Judge tosses Oregon county's marijuana lawsuit against state

A judge has dismissed a lawsuit by an Oregon county that targeted the state over legalized marijuana.

U.S. District Judge Michael McShane signed a formal order dismissing Josephine County's lawsuit earlier this week, saying a city or county doesn't have standing to sue a state in federal court, The Daily Courier reported Thursday.

The lawsuit was filed in April and contended that federal law banning marijuana pre-empts Oregon's law legalizing marijuana for commercial sales.

County legal counsel Wally Hicks says he and the county Board of Commissioners accept the ruling. He told the newspaper that county leaders have not yet discussed whether to appeal.

The lawsuit was the latest battle between Josephine County and the state over pot. After commercial marijuana grows became legal in Oregon in 2016, the county tried retroactively to place limits on them by banning pot grows in areas zoned rural residential.

Marijuana growers appealed and the state's Land Use Board of Appeals ultimately froze the county's regulations, saying it hadn't provided proper notice of its new rule. That set the stage for the federal lawsuit.

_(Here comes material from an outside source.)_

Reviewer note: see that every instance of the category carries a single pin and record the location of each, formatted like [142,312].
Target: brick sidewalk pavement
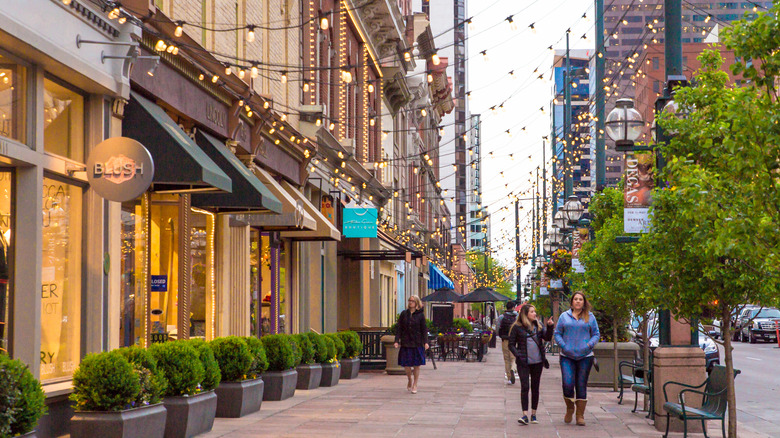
[458,400]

The judge found that the state hadn't "substantively" prevented the county from enacting its own local rules.

The county in southwest Oregon just is miles from the California border, in an excellent region for growing marijuana, and has struggled with a boom in marijuana grows since state legalization.

The county Board of Commissioners recently unveiled a new attempt at restrictions on marijuana farming in rural residential zones. The new proposal would allow legal commercial farms to continue but ban new ones.

A hearing has been set for Nov. 7 on the latest proposal.

To satisfy the notification requirement, the county added flyers to property tax bills that were sent out earlier this month.